El ingeniero jefe de la Pila atómica que proporcionaba la energía y la luz a la base, se llamaba Maxwell. Tenía treinta y un años y pelo gris. No bebía más que agua. Agua norteamericana que llegaba congelada en bloques de veinticinco libras: los Estados Unidos mandaban hielo al Polo, esterilizado, vitaminado, adicionado de flúor, de oligoelementos, y un rastro de euforizante. Maxwell y los otros americanos de EPI consumían una gran cantidad, como bebida y para lavarse los dientes. Para la higiene exterior, toleraban el agua del hielo polar fundido. Maxwell medía un metro noventa y nueve, y pesaba sesenta y nueve kilos netos. Se tenía muy erguido, y miraba a los demás humanos de arriba abajo al través de la parte inferior de sus anteojos bifocales, sin el menor desprecio. Se tomaba tanto más en cuenta su opinión, porque hablaba poco.

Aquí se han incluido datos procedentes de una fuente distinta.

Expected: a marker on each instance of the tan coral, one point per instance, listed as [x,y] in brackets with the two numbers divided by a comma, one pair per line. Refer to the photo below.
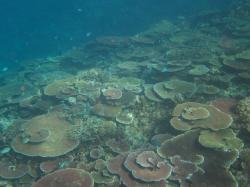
[58,143]
[215,121]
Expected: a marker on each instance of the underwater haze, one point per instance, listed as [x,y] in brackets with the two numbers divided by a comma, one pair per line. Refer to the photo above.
[38,28]
[125,93]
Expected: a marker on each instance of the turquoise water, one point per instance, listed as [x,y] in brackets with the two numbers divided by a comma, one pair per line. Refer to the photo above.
[125,93]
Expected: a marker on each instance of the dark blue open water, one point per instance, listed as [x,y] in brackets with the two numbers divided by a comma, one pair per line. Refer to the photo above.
[35,28]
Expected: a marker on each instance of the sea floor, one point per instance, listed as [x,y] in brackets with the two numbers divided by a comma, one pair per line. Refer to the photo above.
[169,106]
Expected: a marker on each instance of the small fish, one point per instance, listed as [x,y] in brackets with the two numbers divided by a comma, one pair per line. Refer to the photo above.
[4,69]
[79,10]
[5,150]
[88,34]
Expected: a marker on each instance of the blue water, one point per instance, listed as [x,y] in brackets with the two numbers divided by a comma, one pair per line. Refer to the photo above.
[35,28]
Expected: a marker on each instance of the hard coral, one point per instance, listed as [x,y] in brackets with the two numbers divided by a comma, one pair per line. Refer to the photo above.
[243,109]
[56,144]
[209,117]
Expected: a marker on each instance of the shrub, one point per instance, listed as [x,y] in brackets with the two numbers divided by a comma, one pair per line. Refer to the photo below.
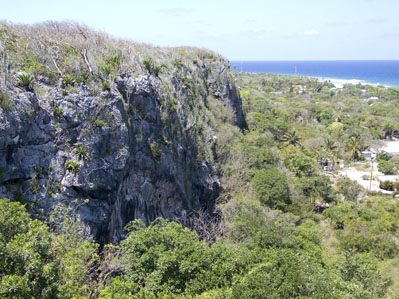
[5,101]
[57,111]
[271,187]
[387,185]
[105,86]
[389,167]
[72,166]
[100,123]
[151,67]
[351,190]
[67,79]
[82,78]
[82,151]
[25,80]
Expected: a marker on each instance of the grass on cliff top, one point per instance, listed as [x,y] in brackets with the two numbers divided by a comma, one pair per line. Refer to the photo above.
[77,53]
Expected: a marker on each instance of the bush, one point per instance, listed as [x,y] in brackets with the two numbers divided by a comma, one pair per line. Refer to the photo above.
[5,101]
[318,187]
[387,185]
[72,166]
[351,190]
[25,80]
[151,67]
[105,86]
[390,167]
[100,123]
[67,79]
[165,257]
[271,187]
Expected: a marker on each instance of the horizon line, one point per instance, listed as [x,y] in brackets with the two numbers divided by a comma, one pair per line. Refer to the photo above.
[296,60]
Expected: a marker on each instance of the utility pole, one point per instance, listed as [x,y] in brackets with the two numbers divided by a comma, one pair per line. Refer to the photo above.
[371,176]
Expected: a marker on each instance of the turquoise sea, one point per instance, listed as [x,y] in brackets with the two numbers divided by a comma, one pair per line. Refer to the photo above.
[383,72]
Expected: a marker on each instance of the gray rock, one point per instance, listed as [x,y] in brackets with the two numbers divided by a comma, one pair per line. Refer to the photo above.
[136,149]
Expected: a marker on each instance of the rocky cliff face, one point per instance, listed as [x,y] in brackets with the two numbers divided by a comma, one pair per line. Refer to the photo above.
[142,149]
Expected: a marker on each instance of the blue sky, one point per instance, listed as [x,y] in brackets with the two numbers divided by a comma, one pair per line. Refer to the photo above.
[239,30]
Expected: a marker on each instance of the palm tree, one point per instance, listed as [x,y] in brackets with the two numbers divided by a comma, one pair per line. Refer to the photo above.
[329,145]
[291,138]
[354,146]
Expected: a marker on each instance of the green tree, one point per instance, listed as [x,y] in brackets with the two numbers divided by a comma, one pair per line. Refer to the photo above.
[351,190]
[165,257]
[271,187]
[27,266]
[291,138]
[354,147]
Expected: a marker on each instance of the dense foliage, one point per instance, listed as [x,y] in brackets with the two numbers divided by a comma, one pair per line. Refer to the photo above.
[284,229]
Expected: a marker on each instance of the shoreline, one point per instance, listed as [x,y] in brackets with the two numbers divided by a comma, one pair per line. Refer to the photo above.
[339,83]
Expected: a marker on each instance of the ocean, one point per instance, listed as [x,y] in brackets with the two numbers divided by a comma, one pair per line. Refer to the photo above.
[375,72]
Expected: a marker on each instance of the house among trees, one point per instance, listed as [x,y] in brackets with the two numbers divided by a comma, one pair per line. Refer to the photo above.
[391,148]
[329,165]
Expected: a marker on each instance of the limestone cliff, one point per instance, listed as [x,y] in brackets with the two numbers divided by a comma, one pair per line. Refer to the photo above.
[141,148]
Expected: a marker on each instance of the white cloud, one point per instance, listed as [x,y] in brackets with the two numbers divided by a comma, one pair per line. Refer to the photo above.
[176,11]
[312,32]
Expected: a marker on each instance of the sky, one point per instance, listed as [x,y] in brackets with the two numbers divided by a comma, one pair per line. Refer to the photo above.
[239,30]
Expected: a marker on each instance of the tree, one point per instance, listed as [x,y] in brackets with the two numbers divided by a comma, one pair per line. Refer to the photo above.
[301,164]
[271,187]
[351,190]
[27,266]
[354,146]
[165,257]
[291,138]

Vino a reunirse con Heath, que había acompañado a Lukos a Europa, para la compra de armas, y le preguntó despreocupadamente precisiones sobre la potencia explosiva de las minas pegadas a la Traductora. Heath no pudo afirmar nada, porque fue Lukos quien había cerrado trato con un comerciante belga. Pero Lukos había dicho que cada una de esas minas contenía tres kilos de P.N.K.

Maxwell emitió un ligero silbido, Conocía el nuevo explosivo americano. Mil veces, más poderoso que el T.N.T. Tres bombas igualan nueve kilos de P.N.K., igualan nueve toneladas de T.N.T. Una bomba de nueve toneladas explotando en la Traductora, ¿cuáles serían sus efectos sobre la Pila atómica vecina, a pesar de su espeso blindaje de hormigón y de algunas decenas de metros de hielo? En principio, detrás del escudo de hielo, el hormigón debe poder aguantar, pero hay una posibilidad de que la onda de choque quebrante la arquitectura de la pila, haga saltar las conexiones, provoque fisuras y escapes de líquido y de gas radioactivos, y quizá, entable una reacción incontrolada del uranio…

— Habría que evacuar EPI 2 y EPI 3 — dijo Maxwell sin levantar la voz. Aun sería prudente evacuar la base toda entera…

Unos minutos más tarde, las sirenas de alarma urgente, que nunca habían funcionado hasta ahora, aullaron en los tres EPI. Y todos los puestos telefónicos, todos los difusores, todos los audífonos en todos los idiomas pronunciaran las mismas palabras: «Evacuación urgente. Prepárense a evacuar inmediatamente».

Dar la orden, prepararse, evidentemente era otra cosa. Pero evacuar ¿cómo?

La tormenta azul continuaba. El cielo estaba claro como un ojo. El viento soplaba a 220 km por hora. Pero no llevaba más nieve que a ras del suelo.

Labeau, que había abandonado la sala de reanimación desde hacía apenas una hora, y acababa recién de dormirse, había sido sacado de su cama por Henckel, que lo puso al corriente de la situación. Hirsuto, extraviado de cansancio, telefoneó a la sala. Abajo, en la otra punta de la línea, Moissov maldecía en ruso y repetía en francés:

— ¡Imposible! ¡Usted bien lo sabe! ¿Qué me pide? ¡Es imposible!